The centerpiece of the court battle over ObamaCare’s constitutionality is the law’s mandate that most U.S. residents obtain health insurance. To justify the mandate, the administration and Congress have asserted that people with private insurance pay for care for the uninsured through “cost shifting”—higher prices charged by doctors and hospitals to recover losses from uncompensated care.
The government argues that the Constitution permits Congress to require that people get insurance in order to reduce the extent of this “hidden tax.” Although courts have disagreed about the constitutionality of the mandate and the new law as a whole, all courts have accepted the premise that the hidden tax is significant.
But how strong is the evidence for this proposition? Our review of the research has found that there is no credible evidence of a cost shift of any consequence, either within state boundaries or across state lines. Moreover, the new law will most likely generate a cost shift exactly opposite from what its supporters would have us believe.
There are surprisingly few peer-reviewed studies of the magnitude of alleged cost shifting at the national level. A study conducted by George Mason University professor Jack Hadley with John Holahan, Teresa Coughlin, and Dawn Miller of the Urban Institute, and published in the journal Health Affairs in 2008, found that so-called cost shifting raises private health insurance premiums by a negligible amount. The study’s authors conclude: “Private insurance premiums are at most 1.7 percent higher because of the shifting of the costs of the uninsured to private insurance.” For the typical insurance plan, this amounts to approximately $80 per year. (The cost shift amounts to $215 per year for the typical family insurance plan.)
The Health Affairs study is supported by another recent peer-reviewed study that focused exclusively on physicians. That 2007 study, authored by Massachusetts Institute of Technology economists Jonathan Gruber and David Rodriguez and published in the Journal of Health Economics, found no evidence that doctors charged insured patients higher fees to cover the cost of caring for the uninsured.
Where did Congress go wrong? We traced its estimates of the magnitude of the hidden tax of $43 billion per year, or an increase in family premiums by an average of $1,000 per year, to two sources: the aforementioned Health Affairs study, and a non-peer-reviewed study commissioned by FamiliesUSA, a Washington, D.C., group long known for its advocacy of greater government involvement in health care. Yet Congress simply ignored the evidence in the Health Affairs study and failed to recognize the serious flaws in the FamiliesUSA analysis.

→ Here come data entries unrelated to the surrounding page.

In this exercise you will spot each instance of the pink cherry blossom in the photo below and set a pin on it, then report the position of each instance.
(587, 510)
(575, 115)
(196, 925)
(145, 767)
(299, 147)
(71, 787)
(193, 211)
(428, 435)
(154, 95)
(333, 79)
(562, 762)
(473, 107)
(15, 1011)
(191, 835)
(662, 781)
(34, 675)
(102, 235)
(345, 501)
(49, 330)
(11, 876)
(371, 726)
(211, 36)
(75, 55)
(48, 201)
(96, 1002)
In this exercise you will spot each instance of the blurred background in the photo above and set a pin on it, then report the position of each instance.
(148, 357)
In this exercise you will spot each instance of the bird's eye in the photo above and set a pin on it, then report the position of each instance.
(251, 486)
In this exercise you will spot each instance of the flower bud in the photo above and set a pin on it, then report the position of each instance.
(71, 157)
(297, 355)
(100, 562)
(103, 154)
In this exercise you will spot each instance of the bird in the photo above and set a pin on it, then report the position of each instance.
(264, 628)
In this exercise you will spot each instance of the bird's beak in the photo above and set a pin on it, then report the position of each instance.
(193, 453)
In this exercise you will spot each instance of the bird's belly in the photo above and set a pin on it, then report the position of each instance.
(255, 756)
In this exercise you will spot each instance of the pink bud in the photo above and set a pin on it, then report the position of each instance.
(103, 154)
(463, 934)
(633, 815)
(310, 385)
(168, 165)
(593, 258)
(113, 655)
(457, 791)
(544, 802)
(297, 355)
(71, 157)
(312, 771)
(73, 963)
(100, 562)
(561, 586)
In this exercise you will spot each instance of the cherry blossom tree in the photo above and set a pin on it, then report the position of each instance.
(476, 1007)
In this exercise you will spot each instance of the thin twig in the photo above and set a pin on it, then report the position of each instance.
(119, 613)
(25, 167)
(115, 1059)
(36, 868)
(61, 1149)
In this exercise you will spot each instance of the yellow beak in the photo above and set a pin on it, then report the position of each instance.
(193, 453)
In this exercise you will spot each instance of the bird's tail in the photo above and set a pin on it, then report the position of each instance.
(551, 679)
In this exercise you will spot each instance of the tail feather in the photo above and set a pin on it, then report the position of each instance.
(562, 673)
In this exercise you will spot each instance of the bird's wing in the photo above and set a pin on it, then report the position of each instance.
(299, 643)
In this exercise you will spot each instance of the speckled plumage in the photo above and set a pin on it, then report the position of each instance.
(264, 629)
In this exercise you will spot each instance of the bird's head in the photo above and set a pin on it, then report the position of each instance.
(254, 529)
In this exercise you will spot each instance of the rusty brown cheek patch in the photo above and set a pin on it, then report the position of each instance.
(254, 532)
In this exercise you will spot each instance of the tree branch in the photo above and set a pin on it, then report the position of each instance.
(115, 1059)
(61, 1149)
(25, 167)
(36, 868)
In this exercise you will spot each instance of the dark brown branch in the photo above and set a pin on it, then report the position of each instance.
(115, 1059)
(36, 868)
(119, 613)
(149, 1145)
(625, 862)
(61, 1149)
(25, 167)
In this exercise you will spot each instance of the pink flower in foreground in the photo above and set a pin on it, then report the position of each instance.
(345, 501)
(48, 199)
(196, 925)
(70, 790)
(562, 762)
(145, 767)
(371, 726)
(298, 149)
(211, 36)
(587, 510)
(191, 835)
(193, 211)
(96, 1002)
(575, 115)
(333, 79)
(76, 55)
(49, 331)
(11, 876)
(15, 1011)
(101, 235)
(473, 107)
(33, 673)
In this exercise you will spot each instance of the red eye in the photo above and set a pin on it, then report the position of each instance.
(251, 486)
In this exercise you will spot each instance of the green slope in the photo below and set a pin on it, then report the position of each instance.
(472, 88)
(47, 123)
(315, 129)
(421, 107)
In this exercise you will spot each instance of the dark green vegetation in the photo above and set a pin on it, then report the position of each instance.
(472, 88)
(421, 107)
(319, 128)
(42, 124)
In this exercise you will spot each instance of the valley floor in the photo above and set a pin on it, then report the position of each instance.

Specifically, Congress ignored the $40 billion to $50 billion that is spent annually by charitable organizations and federal, state, and local governments to reimburse doctors and hospitals for the cost of caring for the uninsured. These payments, which amount to approximately three-fourths of the cost of such care, mitigate the extent of cost shifting and reduce the magnitude of the hidden tax on private insurance.
Moreover, the economics of markets for health services suggest that any cost shifting that may occur is unlikely to affect interstate commerce. Because markets for doctor and hospital services are local, not national, the impact of cost shifting will be borne where it occurs, not across state lines.
The bad news for the new law’s supporters (and for individuals with private insurance) doesn’t stop there. If anything, the likely impact of the law will be to increase, not decrease, cost shifting. According to the Congressional Budget Office, around half of the people who are expected to become newly insured under the new law will be enrolled in Medicaid. But Medicaid payments to doctors and hospitals are so low that the program creates a cost shift of its own. In fact, a long line of academic research shows that low rates of Medicaid reimbursement translate into higher prices for the privately insured.
Some argue that cost shifting should be defined more broadly, to include costs of caring for the uninsured that are shifted onto taxpayers. We agree. But by this measure, the new law will increase cost shifting substantially. Again according to the Congressional Budget Office, once the law is fully operational, the volume of new health spending borne by taxpayers will be approximately $200 billion.
In an ideal world, we would expect our courts and elected representatives to rely on the best available evidence when making policy. In the case of cost shifting, the evidence is that there is neither a substantial cost shift nor any effect on interstate commerce. The absence of factual support for a key premise of the new law should give courts reason to ask for a second opinion.